Saran termenung sedih memandangi bibit-bibit bunga mataharinya yang mulai tunas. Duang muncul daat itu juga dan mengingatkan Saran kalau Rin pergi karena keinginannya sendiri dan bukan karena Arun. Dia mengklaim kalau Rin pergi karena dia memberi Saran kesempatan untuk mengetahui hatinya sendiri.

"Mengetahui hatiku sendiri. Benar, aku harus melalui fase itu."

"Kau ragu padaku karena aku membenci pekerjaanmu. Tapi sekarang aku siap mendukungmu."

Dia bahkan mengklaim kalau dia rela jika Saran menginginkannya masuk hutan dan menjadi istri sheriff selamanya. Dia mencintai Saran, karena itulah dia rela berubah demi Saran.


Dia bahkan langsung kepedean memeluk Saran. Tapi Saran langsung melepaskan pelukannya tanpa ragu. Dia tahu betul bahwa yang merasa malu dan marah itu Duang.

Orang sempurna sepertinya kalah oleh wanita biasa seperti Rin. Dia begitu marah pada Rin hingga dia menghalalkan segala cara. Duang ngotot menyangkal. Dia mencintai Saran. Mereka berdua saling mencintai satu sama lain, bukan Rin.

"Kau bisa berlatih menembak dengan memperhatikan arah angin dan keadaan sekitar, maka kau akan bisa menembak tepat sasaran. Tapi memaksakan dirimu untuk tidak tergila-gila karena cinta, bukankah itu sulit?"

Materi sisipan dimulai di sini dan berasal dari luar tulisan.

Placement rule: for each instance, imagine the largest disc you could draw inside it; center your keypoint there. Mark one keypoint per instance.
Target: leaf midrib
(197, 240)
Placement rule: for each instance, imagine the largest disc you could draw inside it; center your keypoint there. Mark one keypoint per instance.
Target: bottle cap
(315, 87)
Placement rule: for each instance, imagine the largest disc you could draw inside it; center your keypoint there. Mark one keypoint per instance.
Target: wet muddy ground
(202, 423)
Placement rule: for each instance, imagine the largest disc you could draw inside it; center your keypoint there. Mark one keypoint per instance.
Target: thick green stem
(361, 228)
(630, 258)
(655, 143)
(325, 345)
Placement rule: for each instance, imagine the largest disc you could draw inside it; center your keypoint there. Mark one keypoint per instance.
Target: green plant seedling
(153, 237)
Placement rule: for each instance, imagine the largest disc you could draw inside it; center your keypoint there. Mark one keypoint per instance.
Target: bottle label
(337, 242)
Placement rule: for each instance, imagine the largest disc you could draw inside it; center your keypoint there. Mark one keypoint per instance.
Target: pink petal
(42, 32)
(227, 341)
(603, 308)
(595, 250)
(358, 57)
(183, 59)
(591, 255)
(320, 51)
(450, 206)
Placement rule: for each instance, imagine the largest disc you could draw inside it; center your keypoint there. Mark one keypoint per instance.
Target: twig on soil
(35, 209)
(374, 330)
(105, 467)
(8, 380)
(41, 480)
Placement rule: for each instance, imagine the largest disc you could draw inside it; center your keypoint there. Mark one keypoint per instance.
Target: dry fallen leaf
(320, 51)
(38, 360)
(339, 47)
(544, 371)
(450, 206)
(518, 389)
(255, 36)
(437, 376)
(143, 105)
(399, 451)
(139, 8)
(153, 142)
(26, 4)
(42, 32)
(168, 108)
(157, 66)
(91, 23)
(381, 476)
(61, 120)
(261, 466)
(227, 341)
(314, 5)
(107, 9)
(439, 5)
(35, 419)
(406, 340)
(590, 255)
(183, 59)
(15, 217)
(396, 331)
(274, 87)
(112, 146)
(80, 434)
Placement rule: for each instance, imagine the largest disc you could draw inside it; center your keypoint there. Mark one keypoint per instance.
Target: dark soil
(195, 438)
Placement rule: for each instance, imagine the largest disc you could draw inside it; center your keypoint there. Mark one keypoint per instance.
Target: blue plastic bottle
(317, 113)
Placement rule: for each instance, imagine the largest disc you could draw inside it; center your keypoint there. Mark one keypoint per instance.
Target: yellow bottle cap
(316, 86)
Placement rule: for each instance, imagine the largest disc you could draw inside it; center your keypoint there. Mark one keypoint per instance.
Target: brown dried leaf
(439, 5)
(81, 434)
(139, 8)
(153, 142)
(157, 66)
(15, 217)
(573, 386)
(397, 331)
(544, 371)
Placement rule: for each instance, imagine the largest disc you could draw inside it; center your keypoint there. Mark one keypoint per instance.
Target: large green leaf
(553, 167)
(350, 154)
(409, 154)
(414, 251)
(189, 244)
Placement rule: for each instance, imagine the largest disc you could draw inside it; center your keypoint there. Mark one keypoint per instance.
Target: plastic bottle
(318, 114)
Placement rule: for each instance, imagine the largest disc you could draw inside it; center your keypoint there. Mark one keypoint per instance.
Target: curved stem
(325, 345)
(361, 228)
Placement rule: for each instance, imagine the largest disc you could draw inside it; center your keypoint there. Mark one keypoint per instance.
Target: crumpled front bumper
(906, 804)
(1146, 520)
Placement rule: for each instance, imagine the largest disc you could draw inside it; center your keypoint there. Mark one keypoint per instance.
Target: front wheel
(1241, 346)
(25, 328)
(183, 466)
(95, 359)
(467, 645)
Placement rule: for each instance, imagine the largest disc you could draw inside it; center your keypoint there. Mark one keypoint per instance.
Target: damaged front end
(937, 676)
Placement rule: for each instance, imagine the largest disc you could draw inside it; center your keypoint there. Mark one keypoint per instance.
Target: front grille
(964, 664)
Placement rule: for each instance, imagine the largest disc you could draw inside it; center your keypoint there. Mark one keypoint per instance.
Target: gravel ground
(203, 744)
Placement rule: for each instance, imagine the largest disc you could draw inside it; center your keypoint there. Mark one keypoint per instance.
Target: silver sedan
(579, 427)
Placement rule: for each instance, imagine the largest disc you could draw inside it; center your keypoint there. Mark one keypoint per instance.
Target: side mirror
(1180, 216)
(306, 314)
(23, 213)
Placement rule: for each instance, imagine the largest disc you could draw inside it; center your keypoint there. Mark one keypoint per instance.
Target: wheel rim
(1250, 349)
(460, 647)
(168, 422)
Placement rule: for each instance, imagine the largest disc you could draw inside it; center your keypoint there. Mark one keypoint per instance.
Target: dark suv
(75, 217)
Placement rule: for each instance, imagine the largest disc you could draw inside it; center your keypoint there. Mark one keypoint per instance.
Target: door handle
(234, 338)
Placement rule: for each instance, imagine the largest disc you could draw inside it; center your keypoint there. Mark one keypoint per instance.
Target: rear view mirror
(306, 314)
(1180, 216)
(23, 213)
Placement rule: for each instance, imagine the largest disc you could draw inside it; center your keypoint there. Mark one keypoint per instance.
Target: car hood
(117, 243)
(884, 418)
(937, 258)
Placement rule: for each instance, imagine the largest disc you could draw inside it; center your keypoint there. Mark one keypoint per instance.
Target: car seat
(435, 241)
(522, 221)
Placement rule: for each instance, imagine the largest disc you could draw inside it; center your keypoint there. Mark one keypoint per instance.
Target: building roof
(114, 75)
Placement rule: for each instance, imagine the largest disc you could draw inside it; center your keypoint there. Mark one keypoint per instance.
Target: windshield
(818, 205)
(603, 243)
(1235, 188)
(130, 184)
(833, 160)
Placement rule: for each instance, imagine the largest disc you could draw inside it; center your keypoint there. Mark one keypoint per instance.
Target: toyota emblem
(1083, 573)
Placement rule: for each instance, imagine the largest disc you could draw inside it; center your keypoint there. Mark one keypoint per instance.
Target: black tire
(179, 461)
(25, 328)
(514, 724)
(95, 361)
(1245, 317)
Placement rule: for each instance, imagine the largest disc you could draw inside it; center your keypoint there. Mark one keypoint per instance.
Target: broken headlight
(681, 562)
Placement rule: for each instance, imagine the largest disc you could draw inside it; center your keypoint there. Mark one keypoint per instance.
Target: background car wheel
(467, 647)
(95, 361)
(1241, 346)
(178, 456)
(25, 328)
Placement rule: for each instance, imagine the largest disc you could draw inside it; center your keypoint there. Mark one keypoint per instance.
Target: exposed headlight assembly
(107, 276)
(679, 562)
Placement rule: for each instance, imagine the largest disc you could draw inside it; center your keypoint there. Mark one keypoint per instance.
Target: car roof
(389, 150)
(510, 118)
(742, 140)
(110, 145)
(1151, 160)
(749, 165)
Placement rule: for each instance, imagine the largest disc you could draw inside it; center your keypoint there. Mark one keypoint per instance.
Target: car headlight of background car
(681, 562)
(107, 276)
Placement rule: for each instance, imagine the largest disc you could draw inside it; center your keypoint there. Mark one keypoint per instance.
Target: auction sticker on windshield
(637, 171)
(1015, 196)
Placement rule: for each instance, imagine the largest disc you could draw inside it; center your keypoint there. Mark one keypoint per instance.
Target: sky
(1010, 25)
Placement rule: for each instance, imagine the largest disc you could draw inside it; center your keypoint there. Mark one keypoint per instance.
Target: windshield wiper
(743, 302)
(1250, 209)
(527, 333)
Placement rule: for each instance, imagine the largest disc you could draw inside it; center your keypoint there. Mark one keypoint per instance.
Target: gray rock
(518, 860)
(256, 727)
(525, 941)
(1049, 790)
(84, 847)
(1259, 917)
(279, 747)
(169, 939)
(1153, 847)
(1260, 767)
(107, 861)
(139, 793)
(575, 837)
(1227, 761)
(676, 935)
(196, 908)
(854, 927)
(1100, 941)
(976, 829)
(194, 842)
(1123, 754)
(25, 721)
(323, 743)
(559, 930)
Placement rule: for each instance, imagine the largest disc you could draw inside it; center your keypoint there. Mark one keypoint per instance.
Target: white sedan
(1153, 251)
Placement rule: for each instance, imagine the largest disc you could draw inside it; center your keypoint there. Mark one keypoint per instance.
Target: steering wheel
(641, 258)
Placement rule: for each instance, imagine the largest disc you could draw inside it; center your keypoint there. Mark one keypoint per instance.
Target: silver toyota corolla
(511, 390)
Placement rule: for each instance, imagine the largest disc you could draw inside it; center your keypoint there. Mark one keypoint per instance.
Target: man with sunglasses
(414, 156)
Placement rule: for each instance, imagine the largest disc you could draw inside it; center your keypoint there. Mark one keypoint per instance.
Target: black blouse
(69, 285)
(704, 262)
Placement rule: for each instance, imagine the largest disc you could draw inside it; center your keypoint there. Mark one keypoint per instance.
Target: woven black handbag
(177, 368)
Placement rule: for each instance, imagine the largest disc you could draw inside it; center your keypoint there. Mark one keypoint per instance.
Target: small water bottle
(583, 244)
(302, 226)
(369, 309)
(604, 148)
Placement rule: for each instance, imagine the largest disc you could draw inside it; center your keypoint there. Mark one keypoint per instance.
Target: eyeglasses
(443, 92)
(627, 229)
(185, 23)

"Ya. Aku gila karena aku mencintaimu. Kau dulu juga tergila-gila padaku. Akulah satu-satunya orang yang akan mencintaimu selama sisa hidupmu."


Dia mengaku sudah mengambil baju-bajunya Saran dan meletakkannya di kamarnya. Rin sudah tidak ada di sini, jadi lebih baik Saran tinggal bersamanya.

"Tidurlah di rumahku malam ini."

Tapi alih-alih menolak tegas, Saran malah cuma meminta Duang untuk memberinya waktu. Duang jadi makin kepedean mendengarnya. Baiklah, dia akan menunggu Saran di rumah 'mereka'. Dia akan menunggu Saran untuk memberinya kesempatan. Saran pasti akan tahu hatinya sebenarnya milik siapa.

"Braralee dan kau... bukan cinta. Waktu pasti akan berlalu. Sementara aku, aku adalah impianmu sedari dulu, bukan? Dulu kita pernah bermimpi untuk menghabiskan hidup kita bersama-sama. Datanglah padaku, yah?" Kata Duang lalu mengecup pipi Saran sebelum kemudian pergi.